31 de março de 2008 às 15:44  
Blogger GS said...

Foi efectivamente a melhor análise que li sobre o 'alucinante' Estatuto do Aluno... bem como do ambiente que grassa actualmente nas Escolas :(

Qualquer Professor responsável que se preze e que preze o bom trato com os alunos na sua prática diária docente sentir-se-à ofendido com o estado da educação :(

O que fizeram à Professora e a muitos outros [basta ver o dossiê de vídeos 'Youtube' do Expresso desta semana] é de estarrecer!!

31 de março de 2008 às 16:41  
Blogger Nuno Marques said...

A aluna do Carolina Micaelis fez o que qualquer pessoa faria quando lhe tentam tirar o que não é seu. Lutou. O roubo é um crime e a professora deveria ser julgada por isso.

Quanto à disciplina, fico estarrecido com tanta vontade de submissão alheia. A escola, instituição da era industrial - tal como a fábrica, o quartel militar e a família nuclear heteronormativa - está a morrer tal todas as outras instituições que em nada se adequam à era pós-industrial. E, como sempre, em vez de aproveitarmos a crise educativa cliché que já dura há uns anos - e a económica que está a bater à porta - para começarmos a fazer aquelas perguntinhas que valem a pena fazer em qualquer fase da história, queremos é que alguém foda as criancinhas com o falo autoritário de uma instituição fascista que acha possível que um adulto seja responsável por 10, 20 ou 30 crianças ao mesmo tempo num quarto fechado. Quando nenhuma mãe ou pai mentalmente sãos pensariam ter e educar 10 filhos ao mesmo tempo.

A escola é um campo de concentração cujo único intuito é criar cidadãos lobotomizados. A sua dinâmica assenta numa repetida violação do bem-estar individual e dos direitos humanos mais básicos. (Já imaginou ter de pedir ao chefezinho licença pra ir mijar ou atender um telefonema no meio do trabalho? Os alunos têm de fazer isso, sabe?)

Em vez de eliminar de uma vez por todas este pesadelo opressivo e deixar a educação a cargo das famílias e comunidades, esperamos ainda hoje que o Estado faça aquilo que somos demasiado indiferentes e preguiçosos para fazer.
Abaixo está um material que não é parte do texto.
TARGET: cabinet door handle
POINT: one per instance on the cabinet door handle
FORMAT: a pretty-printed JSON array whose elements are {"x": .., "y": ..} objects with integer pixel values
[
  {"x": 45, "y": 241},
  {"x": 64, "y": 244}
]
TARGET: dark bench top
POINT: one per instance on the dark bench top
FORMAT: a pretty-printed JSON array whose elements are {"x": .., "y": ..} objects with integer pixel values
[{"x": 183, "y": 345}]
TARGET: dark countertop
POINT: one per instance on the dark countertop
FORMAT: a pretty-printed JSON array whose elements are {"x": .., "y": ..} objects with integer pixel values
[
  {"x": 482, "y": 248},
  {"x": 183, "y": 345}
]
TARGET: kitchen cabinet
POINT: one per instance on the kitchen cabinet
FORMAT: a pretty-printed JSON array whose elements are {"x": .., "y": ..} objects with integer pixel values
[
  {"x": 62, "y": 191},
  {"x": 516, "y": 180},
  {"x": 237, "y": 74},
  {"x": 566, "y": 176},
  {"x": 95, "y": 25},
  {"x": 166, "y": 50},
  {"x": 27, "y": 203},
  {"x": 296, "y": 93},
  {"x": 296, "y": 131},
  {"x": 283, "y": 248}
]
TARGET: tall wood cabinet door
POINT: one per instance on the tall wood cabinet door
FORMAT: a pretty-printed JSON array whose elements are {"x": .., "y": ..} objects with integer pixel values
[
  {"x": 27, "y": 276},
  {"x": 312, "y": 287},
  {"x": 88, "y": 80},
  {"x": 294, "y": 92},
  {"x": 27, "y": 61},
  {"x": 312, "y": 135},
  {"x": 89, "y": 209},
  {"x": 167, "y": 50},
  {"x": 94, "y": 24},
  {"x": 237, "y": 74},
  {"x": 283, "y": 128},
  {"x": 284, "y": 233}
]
Entretanto, a criança que passava a vida a fazer aquelas perguntas chatas que incluem sempre a palavra "porquê" e parecia ter curiosidade por tudo tem agora 15 anos, detesta ler, aborrece-se nas aulas e não sente interesse por nada senão pelo seu bem-estar material.

Mas o problema é a autoridade do professor...

3 de abril de 2008 às 22:21  
Blogger Pedro said...

Pensa tanto, pensa tão bem...
Pensaria ele assim se não tivesse andado na escola?